The scientists wanted to better understand the factors driving the abnormal growth of these cells, called pulmonary artery smooth muscle cells (PASMCs), in idiopathic PAH.
Algorithms point to genes with abnormal expression
They started their analysis by using a sophisticated set of computer algorithms to analyze publicly available gene expression datasets. Gene expression refers to the extent to which individual genes are turned on or off. The researchers were looking for genes that are substantially more active when PASMCs are growing abnormally, as they do in PAH. In particular, they were trying to identify the so-called hub genes.
Gene expression datasets are inherently complex, because, within a cell, the activity of all genes is interconnected. So if one disease-driving gene changes its activity, several other genes will also shift their expression in response. Hub genes are the key genes that are connected and influence the activity of many other genes within a dataset.
The analysis revealed dozens of genes with abnormal expression in cells from people with idiopathic PAH, and the researchers zeroed in on four hub genes: COL1A1, MYL9, COL1A2, and TPM2.

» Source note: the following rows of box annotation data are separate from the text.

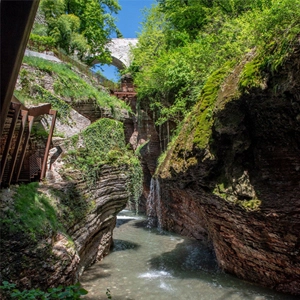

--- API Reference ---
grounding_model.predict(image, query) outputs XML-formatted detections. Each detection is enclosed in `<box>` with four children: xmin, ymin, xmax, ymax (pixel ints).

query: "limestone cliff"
<box><xmin>152</xmin><ymin>47</ymin><xmax>300</xmax><ymax>294</ymax></box>
<box><xmin>0</xmin><ymin>165</ymin><xmax>130</xmax><ymax>289</ymax></box>
<box><xmin>0</xmin><ymin>54</ymin><xmax>142</xmax><ymax>289</ymax></box>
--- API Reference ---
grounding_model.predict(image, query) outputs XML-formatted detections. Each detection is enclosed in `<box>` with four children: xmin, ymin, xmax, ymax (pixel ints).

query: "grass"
<box><xmin>15</xmin><ymin>56</ymin><xmax>131</xmax><ymax>120</ymax></box>
<box><xmin>1</xmin><ymin>182</ymin><xmax>62</xmax><ymax>240</ymax></box>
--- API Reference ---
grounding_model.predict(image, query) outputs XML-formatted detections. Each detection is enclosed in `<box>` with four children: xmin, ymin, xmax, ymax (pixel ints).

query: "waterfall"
<box><xmin>146</xmin><ymin>178</ymin><xmax>162</xmax><ymax>229</ymax></box>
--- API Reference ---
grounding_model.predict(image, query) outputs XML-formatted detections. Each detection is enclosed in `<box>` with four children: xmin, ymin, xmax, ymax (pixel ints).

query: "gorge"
<box><xmin>0</xmin><ymin>0</ymin><xmax>300</xmax><ymax>299</ymax></box>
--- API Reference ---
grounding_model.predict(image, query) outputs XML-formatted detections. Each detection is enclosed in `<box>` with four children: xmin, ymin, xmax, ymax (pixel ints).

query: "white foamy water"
<box><xmin>81</xmin><ymin>211</ymin><xmax>298</xmax><ymax>300</ymax></box>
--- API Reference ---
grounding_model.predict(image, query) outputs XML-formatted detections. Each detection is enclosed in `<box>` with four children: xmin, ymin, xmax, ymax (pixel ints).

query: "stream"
<box><xmin>81</xmin><ymin>210</ymin><xmax>299</xmax><ymax>300</ymax></box>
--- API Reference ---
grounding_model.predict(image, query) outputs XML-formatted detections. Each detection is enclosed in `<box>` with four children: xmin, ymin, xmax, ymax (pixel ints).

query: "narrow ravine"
<box><xmin>81</xmin><ymin>211</ymin><xmax>296</xmax><ymax>300</ymax></box>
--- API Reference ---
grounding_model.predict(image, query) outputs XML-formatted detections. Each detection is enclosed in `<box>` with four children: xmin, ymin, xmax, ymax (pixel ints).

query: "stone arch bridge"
<box><xmin>93</xmin><ymin>38</ymin><xmax>138</xmax><ymax>70</ymax></box>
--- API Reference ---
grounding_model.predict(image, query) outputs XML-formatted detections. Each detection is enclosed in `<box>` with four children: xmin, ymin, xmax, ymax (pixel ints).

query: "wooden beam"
<box><xmin>14</xmin><ymin>116</ymin><xmax>34</xmax><ymax>182</ymax></box>
<box><xmin>0</xmin><ymin>103</ymin><xmax>21</xmax><ymax>183</ymax></box>
<box><xmin>40</xmin><ymin>109</ymin><xmax>57</xmax><ymax>180</ymax></box>
<box><xmin>28</xmin><ymin>103</ymin><xmax>51</xmax><ymax>117</ymax></box>
<box><xmin>7</xmin><ymin>110</ymin><xmax>28</xmax><ymax>185</ymax></box>
<box><xmin>0</xmin><ymin>0</ymin><xmax>39</xmax><ymax>138</ymax></box>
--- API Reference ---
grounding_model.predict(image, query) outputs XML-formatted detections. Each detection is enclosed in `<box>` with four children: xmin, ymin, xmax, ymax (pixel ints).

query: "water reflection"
<box><xmin>81</xmin><ymin>211</ymin><xmax>297</xmax><ymax>300</ymax></box>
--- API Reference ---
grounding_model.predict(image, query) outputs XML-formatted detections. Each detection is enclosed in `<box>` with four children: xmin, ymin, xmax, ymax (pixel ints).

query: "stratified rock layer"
<box><xmin>0</xmin><ymin>166</ymin><xmax>129</xmax><ymax>289</ymax></box>
<box><xmin>158</xmin><ymin>51</ymin><xmax>300</xmax><ymax>294</ymax></box>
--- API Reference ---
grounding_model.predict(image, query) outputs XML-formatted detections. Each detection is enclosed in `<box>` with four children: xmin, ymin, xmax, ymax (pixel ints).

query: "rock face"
<box><xmin>0</xmin><ymin>166</ymin><xmax>129</xmax><ymax>289</ymax></box>
<box><xmin>157</xmin><ymin>51</ymin><xmax>300</xmax><ymax>294</ymax></box>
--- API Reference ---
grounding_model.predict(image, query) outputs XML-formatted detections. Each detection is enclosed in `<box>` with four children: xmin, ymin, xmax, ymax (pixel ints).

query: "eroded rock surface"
<box><xmin>0</xmin><ymin>166</ymin><xmax>129</xmax><ymax>289</ymax></box>
<box><xmin>158</xmin><ymin>52</ymin><xmax>300</xmax><ymax>294</ymax></box>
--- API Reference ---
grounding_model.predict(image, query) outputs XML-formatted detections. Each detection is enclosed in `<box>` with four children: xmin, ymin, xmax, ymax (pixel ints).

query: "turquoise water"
<box><xmin>81</xmin><ymin>211</ymin><xmax>299</xmax><ymax>300</ymax></box>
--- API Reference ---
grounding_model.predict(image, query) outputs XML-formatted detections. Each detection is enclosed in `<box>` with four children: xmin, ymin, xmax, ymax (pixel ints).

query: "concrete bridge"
<box><xmin>93</xmin><ymin>38</ymin><xmax>138</xmax><ymax>70</ymax></box>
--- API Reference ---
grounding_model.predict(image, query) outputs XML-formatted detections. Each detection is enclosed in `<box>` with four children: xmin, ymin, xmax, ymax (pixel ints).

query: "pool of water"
<box><xmin>81</xmin><ymin>211</ymin><xmax>299</xmax><ymax>300</ymax></box>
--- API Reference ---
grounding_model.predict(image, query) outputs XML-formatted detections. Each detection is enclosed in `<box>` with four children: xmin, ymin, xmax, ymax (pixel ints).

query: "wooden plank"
<box><xmin>40</xmin><ymin>109</ymin><xmax>57</xmax><ymax>180</ymax></box>
<box><xmin>8</xmin><ymin>110</ymin><xmax>28</xmax><ymax>185</ymax></box>
<box><xmin>14</xmin><ymin>116</ymin><xmax>34</xmax><ymax>182</ymax></box>
<box><xmin>0</xmin><ymin>0</ymin><xmax>39</xmax><ymax>138</ymax></box>
<box><xmin>0</xmin><ymin>103</ymin><xmax>21</xmax><ymax>183</ymax></box>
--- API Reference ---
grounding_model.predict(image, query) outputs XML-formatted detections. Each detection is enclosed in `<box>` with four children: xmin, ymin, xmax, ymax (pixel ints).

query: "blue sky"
<box><xmin>97</xmin><ymin>0</ymin><xmax>156</xmax><ymax>80</ymax></box>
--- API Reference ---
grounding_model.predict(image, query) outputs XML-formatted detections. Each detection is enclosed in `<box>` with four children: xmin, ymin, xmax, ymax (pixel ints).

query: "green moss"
<box><xmin>1</xmin><ymin>182</ymin><xmax>62</xmax><ymax>240</ymax></box>
<box><xmin>15</xmin><ymin>56</ymin><xmax>131</xmax><ymax>120</ymax></box>
<box><xmin>192</xmin><ymin>61</ymin><xmax>236</xmax><ymax>149</ymax></box>
<box><xmin>236</xmin><ymin>199</ymin><xmax>261</xmax><ymax>211</ymax></box>
<box><xmin>239</xmin><ymin>57</ymin><xmax>263</xmax><ymax>90</ymax></box>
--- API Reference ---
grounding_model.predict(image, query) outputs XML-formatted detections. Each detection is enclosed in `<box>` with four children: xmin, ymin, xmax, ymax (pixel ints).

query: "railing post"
<box><xmin>40</xmin><ymin>109</ymin><xmax>57</xmax><ymax>180</ymax></box>
<box><xmin>0</xmin><ymin>103</ymin><xmax>21</xmax><ymax>183</ymax></box>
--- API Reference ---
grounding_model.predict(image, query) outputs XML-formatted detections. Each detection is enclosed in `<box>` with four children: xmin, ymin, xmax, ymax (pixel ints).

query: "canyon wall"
<box><xmin>0</xmin><ymin>166</ymin><xmax>129</xmax><ymax>289</ymax></box>
<box><xmin>146</xmin><ymin>49</ymin><xmax>300</xmax><ymax>294</ymax></box>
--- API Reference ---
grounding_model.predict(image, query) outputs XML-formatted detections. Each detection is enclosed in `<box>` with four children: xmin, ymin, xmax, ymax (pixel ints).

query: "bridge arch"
<box><xmin>93</xmin><ymin>38</ymin><xmax>138</xmax><ymax>70</ymax></box>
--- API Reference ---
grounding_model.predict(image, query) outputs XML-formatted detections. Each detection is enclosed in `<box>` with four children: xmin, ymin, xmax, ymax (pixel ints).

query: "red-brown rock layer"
<box><xmin>155</xmin><ymin>50</ymin><xmax>300</xmax><ymax>294</ymax></box>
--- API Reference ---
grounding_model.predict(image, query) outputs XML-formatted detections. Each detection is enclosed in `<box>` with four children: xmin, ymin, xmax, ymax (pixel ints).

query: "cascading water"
<box><xmin>80</xmin><ymin>211</ymin><xmax>299</xmax><ymax>300</ymax></box>
<box><xmin>146</xmin><ymin>178</ymin><xmax>162</xmax><ymax>229</ymax></box>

They then conducted tests in lab models to verify their computer-based analyses. In a rat model of PAH, they confirmed that the activity of these four genes was abnormally high in PASMCs. Cell experiments also showed that knocking down the activity of each of these genes helped slow abnormal PASMC growth.
“These findings provide novel insights into the molecular mechanisms of [idiopathic] PAH and highlight these hub genes as potential therapeutic targets,” the researchers wrote, noting that further studies will be needed to validate their results.